We have estimated the Chr7 Alu insertion in this study to be about 16 million years old and concluded that this insertion was most likely a member of the Alu Ye lineage upon its insertion. In order to determine if this subfamily was actively mobilizing during the estimated time period, we examined data from a previous analysis of the Alu Ye lineage in which Salem and colleagues used PCR to determine the species distribution of 118 Alu Ye5 subfamily members . Of these, about 32% (38 of 118) exhibited the same species distribution to the Alu element in this study while another 21% of the subfamily members (25 of 118) represented even older insertions that were also shared with siamang (present in human, chimpanzee, gorilla, orangutan and siamang). The remaining Alu Ye5 elements represented younger insertions, present in human, chimpanzee and gorilla but absent from orangutan (33%), present in human and chimpanzee only (7%) or were human-specific insertions (7%). The findings of this previous study demonstrate that the Alu subfamily from which the Chr7 Alu insertion in this study is derived was actively propagating during the estimated time of its insertion. Moreover, in the orangutan lineage, the Chr7 ancestral Alu element underwent a hierarchical accumulation of multiple post-insertion diagnostic substitutions in the right arm, while also failing to accumulate the more likely random variants over the same evolutionary time period. It is inconceivable that by chance alone these post-insertion diagnostic substitutions just happen to match the young polymorphic Alu Ye5b5_Pongo elements in the orangutan, and that it is the only element identified in the orangutan genome to do so.
Our findings are consistent with a modified 'master gene' model of Alu amplification, or 'stealth model' for the expansion of lineage-specific Alu subfamilies . It has been well established that Alu subfamilies > 20 million years old still have active members in primate genomes [45, 47]. Studies of human Alu subfamilies have demonstrated that about 15% of subfamily members are active as secondary source elements , leading to a complex bush-like expansion of lineage-specific Alu subfamilies [48, 49]. Under the stealth-driver model, an Alu lineage can remain quiescent for millions of years while maintaining low levels of retrotransposition activity to allow the lineage to persist over time [46, 50]. In the case of the orangutan genome, the relative quiescence of Alu retrotransposition in the last several million years may have resulted from a population bottleneck or other demographic factors impacting their genomic architecture, and effectively disrupting the primary master-driver elements . In this scenario, the survival of an Alu lineage would require the persistence of a few very old active copies that fortuitously avoided mutational decay, slowly giving rise to more recent active daughter elements. The recent expansion of the Alu Ye5b5_Pongo subfamily in orangutan is consistent with the existence of such a backseat driver. Conversely, in the human genome, the expansion of Alu from the Chr7 locus has remained quite limited, possibly due to the overall abundance of more robust Alu systems over the same evolutionary time period.

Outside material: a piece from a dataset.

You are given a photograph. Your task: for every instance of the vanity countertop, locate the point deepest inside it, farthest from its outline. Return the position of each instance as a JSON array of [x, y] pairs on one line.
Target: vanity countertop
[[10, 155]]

The objective of this study was to search for Alu source elements in the orangutan genome, against a background of relatively sparse young insertions. Using the youngest insertions as templates, we identified a much older, but nearly identical Alu insertion on Chr7. We demonstrated that this insertion is shared among great apes and possesses classical hallmarks of mobilization ability. We provided evidence for the concurrent evolution of lineage-specific insertion events from this source element in the orangutan and human genomes. Accumulated mutations within the poly(A) tails of these stealth drivers may have forced their eventual retirement. However, the sequential propagation of this Alu lineage in the orangutan genome, ongoing at a very low rate over millions of years of evolution and then recently sprouting young offspring, supports our finding of an ancient backseat driver of Alu element expansion.
Orangutan-specific Alu subfamilies
Of the orangutan-specific Alu subfamilies, three were determined to be the youngest based on their divergence from their respective consensus sequences. Using the standardized nomenclature for Alu repeats as a guideline , these three subfamilies have been termed Alu Yc1a5_Pongo, Alu Ye5a2_Pongo and Alu Ye5b5_Pongo. The consensus sequences are available as Additional file 5. The naming convention is as follows: The Alu Yc1a5_Pongo subfamily shares the same 12 bp deletion as the human Alu Yc and rhesus Alu YRb lineages and likely derived from a common ancestor. In addition, it has six other mutations, only one of which is shared in the human and rhesus lineages, while the other five mutations seem unique to the orangutan lineage. The Alu Ye5a2_Pongo subfamily shares all the same insertions and deletions (indels) and substitutions of the human Alu Ye5 subfamily [22, 23], and has two additional transition mutations, hence 'a2'. Following this same naming convention, the Alu Ye5b5_Pongo subfamily also shares all the indels and substitutions of the human Alu Ye5 subfamily, but has five additional mutations, none of which are the same as the two characteristic of Alu Ye5a2_Pongo described above, hence 'b5'.
Computational data collection
We computationally searched the ponAbe2 (July 2007) orangutan genome assembly on the UCSC Genome Browser [18, 19] using BLAT  for the closest matches to each of the three polymorphic Alu subfamily consensus sequences. Each locus was evaluated for species specificity using the UCSC Genome Browser and sequences were retrieved and aligned using BioEdit  or MegAlign with the ClustalW algorithm (DNASTAR, Inc. Version 5.0 for Windows).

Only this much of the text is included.